Is there a pole at z=-1 in this complex integral problem?

[Topher925]

I've come across an complex integral that I just can't seem to figure out. Basically I need to integrate f(z) = 1/(z^6-1) around the circle |z+1|=1.

At first glance the radius of the circle must be zero in order to satisfy |z+1|=1 and therefore the function, f(z), is analytic in D so therefore the integral is zero. However, I've got the feeling this isn't correct. Am I doing something wrong?

 

[Citan Uzuki]

The circle is of radius 1, centered at z=-1. Incidentally, this means that you have two poles of the function on the circle, which will definitely cause problems in integrating. Maybe you could take some kind of Cauchy principal value?

 

[hunt_mat]

Th way to deal with pole on the contour is to do an indentation around the points then when you come to do the integral you have to calculate the integral on the indentations.

 

[jackmell]

I've come across an complex integral that I just can't seem to figure out. Basically I need to integrate f(z) = 1/(z^6-1) around the circle |z+1|=1.

At first glance the radius of the circle must be zero in order to satisfy |z+1|=1 and therefore the function, f(z), is analytic in D so therefore the integral is zero. However, I've got the feeling this isn't correct. Am I doing something wrong?

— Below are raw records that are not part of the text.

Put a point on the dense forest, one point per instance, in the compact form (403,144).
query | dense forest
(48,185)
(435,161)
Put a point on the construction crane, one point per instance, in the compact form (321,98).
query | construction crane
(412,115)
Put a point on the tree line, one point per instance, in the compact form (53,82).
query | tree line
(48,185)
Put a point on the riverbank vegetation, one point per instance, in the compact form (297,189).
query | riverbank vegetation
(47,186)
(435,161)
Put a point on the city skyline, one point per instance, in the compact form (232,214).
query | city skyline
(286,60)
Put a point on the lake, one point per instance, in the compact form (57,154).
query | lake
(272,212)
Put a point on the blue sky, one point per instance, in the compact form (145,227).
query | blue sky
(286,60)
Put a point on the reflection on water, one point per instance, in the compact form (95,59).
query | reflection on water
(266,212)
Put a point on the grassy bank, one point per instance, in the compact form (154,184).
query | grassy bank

If I may try to also be of some assistance. First need to get a few things straight like that absolute value thing. If $z=-1+e^{it}$, unit circle around the point -1 right, then $z+1=e^{it}$, take the absolute values then $|z+1|=1$. Also, in Complex Analysis, you need to always be alert for principal-valued integrals. They're common and need to approach problems expecting to encounter them. First though, look at a simple one:

$$\int_{|z|=1} \frac{dz}{z-1}$$

Get that one straight first before you do yours. That expression is an implicit principal-valued integral. We could have written it as:

$$\int_{|z|=1} \frac{dz}{z-1}\rightarrow \text{P.V.} \int_{|z|=1} \frac{dz}{z-1}=\int_P$$

Now form the circular contour around the origin with an (exterior) indentation around the point z=1 so that by the Residue Theorem:

$$\int_P+\int_I=2\pi i r$$

So principal-value+indentation equals 2 pi i times sum of residues right? So that we have:

$$\int_P=2\pi i r-\int_I$$

Then look up that theorem about integrating over an indentation around a simple pole as it's radius goes to zero so that we can write:

$$\int_P=2\pi i-\pi i=\pi i$$

and here's how to check it in Mathematica:

In[5]:=
NIntegrate[(1/(z - 1))*I*Exp[I*t] /. z -> Exp[I*t], 
  {t, -Pi, 0, Pi}, Method -> "PrincipalValue"]

Out[5]=
0. + 3.1415926535897647*I

Now do yours and then see if you can code the check in Mathematica.

 

[Topher925]

Thanks for all the help. I think my biggest problem was just not realizing that there was a pole at z = -1. Guess I should stop doing math when I'm really tired. Anyway, I was able to find the solution using Residue Integration as stated above. Once again, thanks for the help, I'm quite terrible at math.